The macro picture from the census suggests that "whiteness" is still associated with prosperity and "blackness" with penury. However, the reality is far more complex. Education, rather than race/ethnicity, explains income and occupational differences among various racial and ethnic groups. If the small group of mostly foreign born whites have the highest income and prestigious positions, it is due to their high educational attainment. The declining remnants of the planter class and the colonial business elite suggest legacy plays little role in continuing privilege.

After two decades of independence and modernization, the social hierarchy has been transformed with an educated elite of primarily black professionals, politicians and businessmen at the apex. The new "class" of expatriate whites on contract and the retirees are considered "outsiders". Caribs disproportionately occupy the bottom of the social hierarchy. However, in these majority African-Caribbean societies, blacks and mixed persons numerically dominate the bottom, the middle rungs and the top. The black elite is defining new values (conspicuous consumption), and through the influence of the North American print and television media, forging a new African-American-Caribbean identity.

With the exception of the Caribs (largely assimilated), East Indians (also creolized) in St. Vincent and St. Lucia, and the Portuguese in St. Vincent, the minority groups do not figure in the social hierarchy nor visibly impact national culture. Some do have a disproportionate economic impact (the Syrians-Lebanese in Dominica and the Portuguese in St. Vincent) but the banana boom and subsequent economic modernization propelled many "African/Black" persons into major business enterprises. They now dominate economic decision-making on all three islands.


1. The true plural society has national cultural segments who

have different languages, religions, separate political parties and unions, and sometimes occupy separate territories (de Albuquerque, 1977).

2. The smaller dependent and tourist-driven islands represent another case. More developed destinations have attracted

large labour inflows from less developed islands and smaller

streams from North America, Europe, Lebanon, India and Hong

Kong (de Albuquerque and McElroy, 1999). This is the case in

Antigua, Cayman Islands, United States Virgin islands, British Virgin Islands, Turks and Caicos, and St. Maarten (see de Albuquerque and McElroy, 1982 and 1995; McElroy and de Albuquerque1988a and 1988b; Marshall, 1978). These societies now must deal with a large immigrant population that is racially and ethnically distinct from the majority black population and which, in some cases, controls the economy.

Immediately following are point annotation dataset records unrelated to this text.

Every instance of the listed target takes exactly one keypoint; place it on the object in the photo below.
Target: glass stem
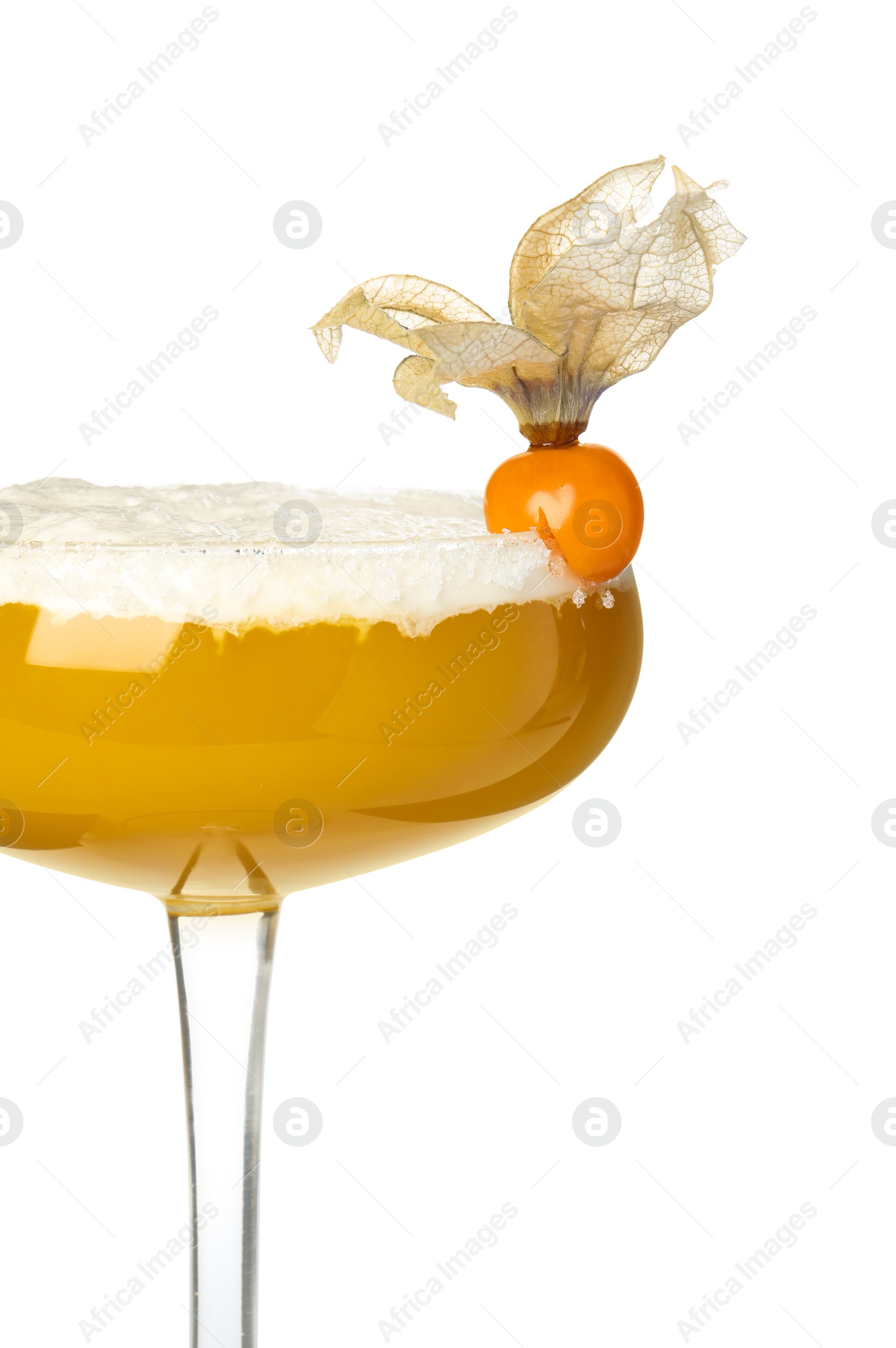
(224, 976)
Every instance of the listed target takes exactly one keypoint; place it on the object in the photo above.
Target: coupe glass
(241, 711)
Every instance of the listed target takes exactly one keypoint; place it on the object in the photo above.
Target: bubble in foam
(186, 552)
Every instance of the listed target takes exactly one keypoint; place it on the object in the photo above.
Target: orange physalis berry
(585, 495)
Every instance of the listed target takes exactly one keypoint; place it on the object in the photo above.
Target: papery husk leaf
(599, 212)
(416, 382)
(595, 296)
(394, 307)
(468, 351)
(613, 306)
(426, 300)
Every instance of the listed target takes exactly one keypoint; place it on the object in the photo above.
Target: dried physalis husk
(595, 296)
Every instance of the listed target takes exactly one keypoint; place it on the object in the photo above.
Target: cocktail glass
(246, 694)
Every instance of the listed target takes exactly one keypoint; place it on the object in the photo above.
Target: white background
(722, 837)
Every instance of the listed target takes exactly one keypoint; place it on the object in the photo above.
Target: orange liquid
(208, 767)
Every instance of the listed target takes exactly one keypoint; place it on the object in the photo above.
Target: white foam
(178, 553)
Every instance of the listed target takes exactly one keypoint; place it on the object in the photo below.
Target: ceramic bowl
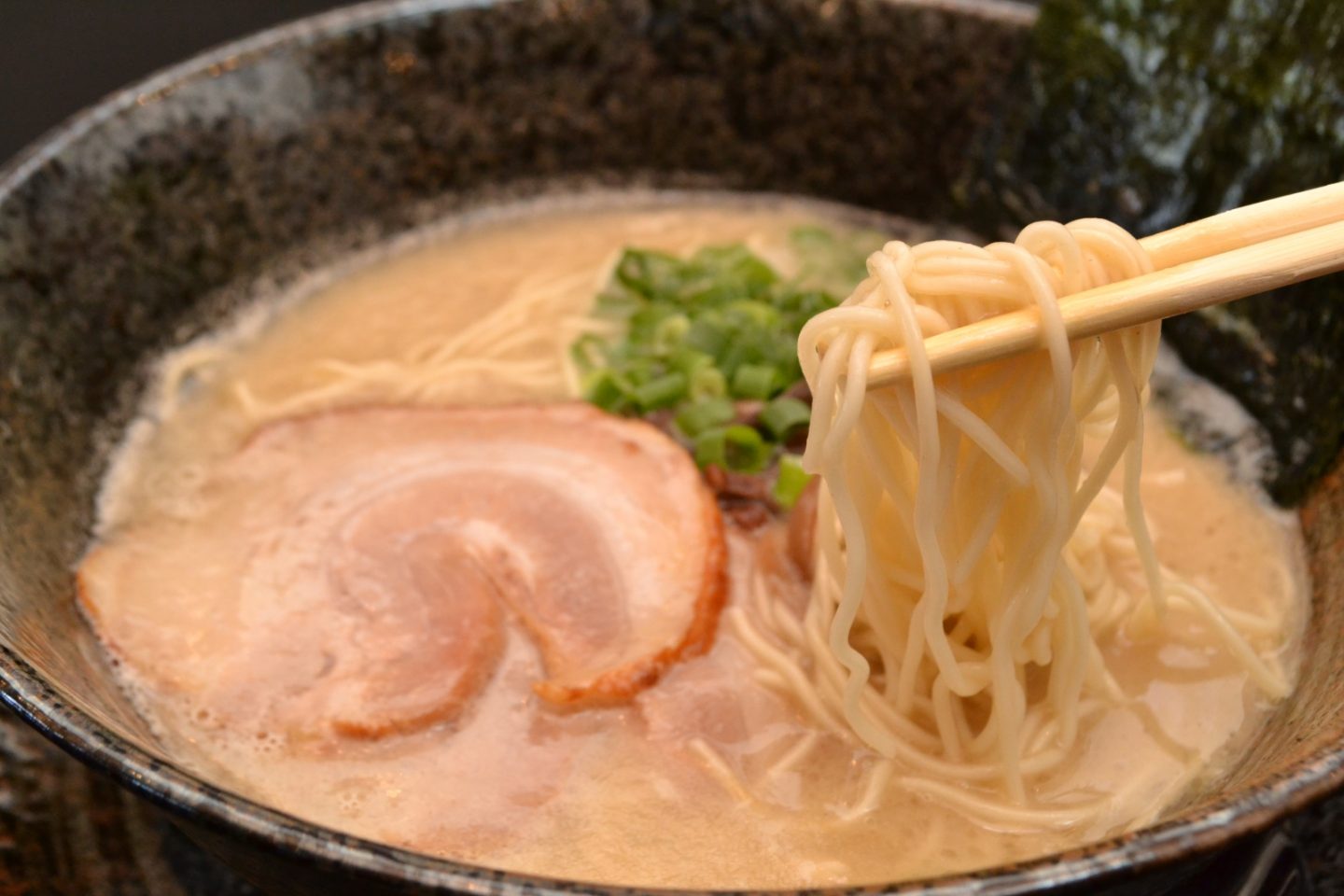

3. Lennox Honychurch (Dominica), James Fletcher (St. Lucia), and Adrian Fraser (St. Vincent).

4. For example, the 1990 Census of the U.S. Virgin Islands classified persons of Puerto Rican origin as an ethnic group, composed of three distinct races--Puerto Rican black, Puerto Rican mixed, and Puerto Rican white (de Albuquerque and McElroy, 1999).

5. A French based creole. Dominicans, Guadeloupeans, St. Lucians, and Martiniquians can understand each other.

6. For an exhaustive literature on these topics see the Country

Environmental Profiles for Dominica, St. Lucia, and St. Vincent published by the Caribbean Conservation Association/

Island Resources Foundation in 1991.

7. "Surplus visibility" as used here refers to the tendency to see small racial groups as much more ubiquitous and numerous than they really are, because in St. Vincent and Dominica

they tend to dominate the retail trade in dry goods.

8. Although most Syrians-Lebanese are referred to as Syrians in

the Caribbean, they mostly originated in Lebanon. At the

turn of the century, when many Syrians-Lebanese migrated to

the Caribbean, Lebanon was part of Syria.

9. These are poor whites, commonly known in Barbados as "redlegs", who migrated from Barbados to St. Vincent.